Education ain’t what it used to be. From rising tuition costs to sinking graduation rates, it’s easy to believe that the system is failing our kids. But if you look closely, you’ll find programs, initiatives, and schools that are pioneering new approaches to education are having a powerful impact on young people. Here are five programs that have caught my eye recently. What new initiatives have you been impressed by?
1. Infancy: The first lessons
In an effort to help close the education gap, the University of Washington’s Institute for Learning & Brain Sciences (I-LABS) implemented the Ready Mind Project. With six research initiatives under way, the Ready Mind Project is conducting longitudinal studies from infancy through first-grade to identify how children learn, effective ways for adults to interact with children, and create better measures of school readiness. The Ready Mind project will enable researchers to identify problems early on, when intervention is most effective.
2. Early childhood education: A nationwide effort
On December 10th, President Obama announced a $1 billion investment for early childhood education, stating that it is “one of the best investments we can make.” According to PBS, only 28% of America’s kids were enrolled in state-funded preschool in 2013, with the White House siting the high cost of early childhood education as the reason. Building on government’s commitment to expanding access to early ed, the W.K. Kellogg Foundation announced that it will provide $68 million to programs in low-income areas, including Michigan, New Mexico, and New Orleans.
3. K–12: Leading the way
2015 started with The Chalkboard Project unveiling a new, statewide initiative in Oregon called Leading for Learning. The program works with superintendents and other administrators who oversee principals, focusing on instructional leadership to help close the achievement gap. The Chalkboard Project and Foundations for a Better Oregon are investing $500,000 to start the initiative, creating a systematic way for educational leaders to support principals, teachers, schools, and students.

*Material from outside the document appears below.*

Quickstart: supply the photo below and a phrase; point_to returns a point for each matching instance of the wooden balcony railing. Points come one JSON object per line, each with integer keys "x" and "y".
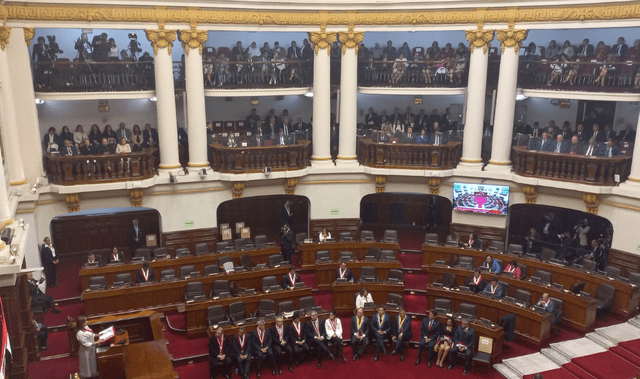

4. Higher Ed: Opportunities ahead
In December 2014, the Washington College Access Network (WCAN) traveled to Washington D.C. to join President Obama in announcing new actions to help the majority of students prepare for and graduate college. Not only do the goals include helping all Washingtonians (including low-income and first generation students) obtain a degree or certificate, but the White House announced its support of these goals, putting $10 million toward helping promoted college completion nationwide, and a $30 million AmeriCorps program to improve low-income students’ access to college.
5. Workforce: Coding for the future
With more than 700 technology jobs currently open in Oregon by 2020, and an anticipated 10,000 more in the Portland area by 2020, Worksystems, Inc. and Treehouse developed a partnership to close the skills gap and prepare Oregonians with the skills needed. Code Oregon will provide free coding education to 10,000 residents and then place graduates in leading technology jobs.